The obsession that the Nation has with property may be paying dividends for builders, mortgage companies and investors alike, but the cold hard reality is that we are on the road to making many people homeless.
With whole developments now being snapped up by private companies who are only interested in maximising the level of return, escalating prices will inevitably lead to increasing numbers of applicants for social housing, whilst pushing the next occupants ever closer to the circumstances which would have led to the last tenants having to leave in the first place.
Owners may not have anything to worry about now as they concentrate on the apparently lucrative areas of today such as London. But this problem will almost certainly fan-out across the country, and will become ever bigger for as long as house prices continue to grow and people cannot afford to buy the homes which we are continually told are being built to help them. When have you ever seen newly built houses sold at a lower price than other houses in the area with comparable value?
With local authorities potentially unable to afford to house people in the very near future, the idea that having a home is only a luxury could again soon become a reality for many people. Even the remotest prospect of the return of slums in Great Britain should be sending a shiver down the spines of us all, yet politicians have far from even acknowledged the true depth of the problem.
Like it or not, Government will soon have to accept that there must be controls over the way the property market operates.
This may at the very least require formal regulation to ensure that prices can no longer be inflated by the commission on sales for estate agents; an industry that almost certainly carries a high portion of the responsibility of pushing prices upwards at every opportunity since the time that Right to Buy arrived.

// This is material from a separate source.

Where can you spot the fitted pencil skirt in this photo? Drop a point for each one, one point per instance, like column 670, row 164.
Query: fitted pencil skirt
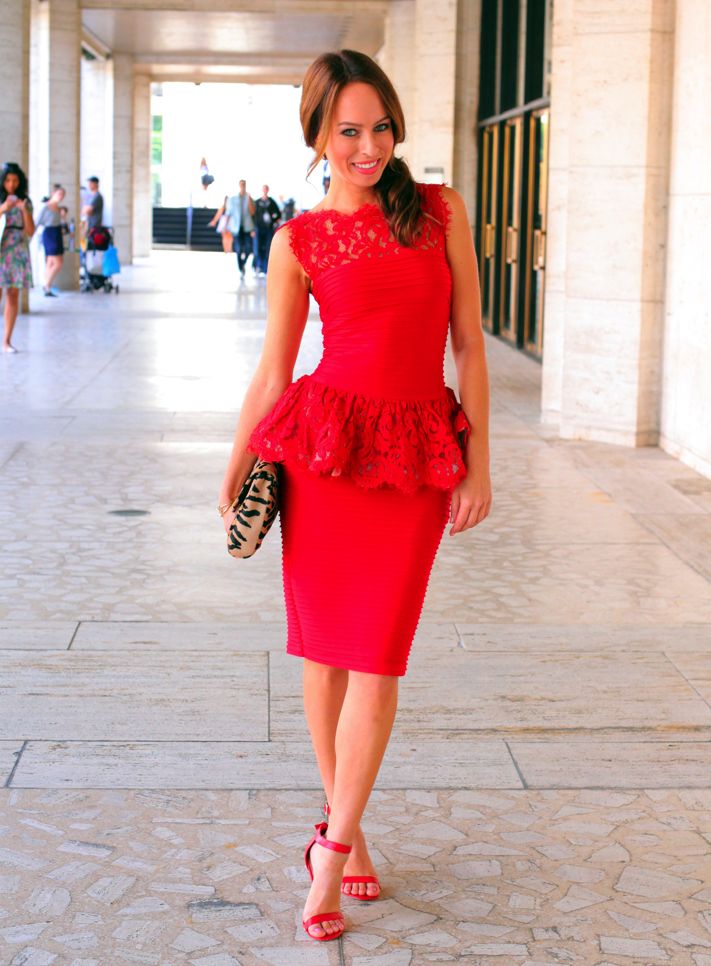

However, steps are also likely to be required to freeze prices and possibly even begin to reduce them so that owning or renting a home is affordable in all areas of the Country for those who are earning a basic wage.
The money men may not like it. But the irresponsible creation of the hollow money which is being used to effectively price people out of their own homes can no longer be countered by the continuing creation of money by Government. The National Debt of over £1 Trillion is accumulating at a rate of over £5000 per second in the interest payments alone – before we even begin to consider the Deficit.
The days when politicians could keep borrowing money today and by doing so defer problems for those who will be in power tomorrow are coming to an end.
The question is, how many more people have to experience their own personal hell before those in power realise that tomorrow was a when, not an if, and that it has already arrived?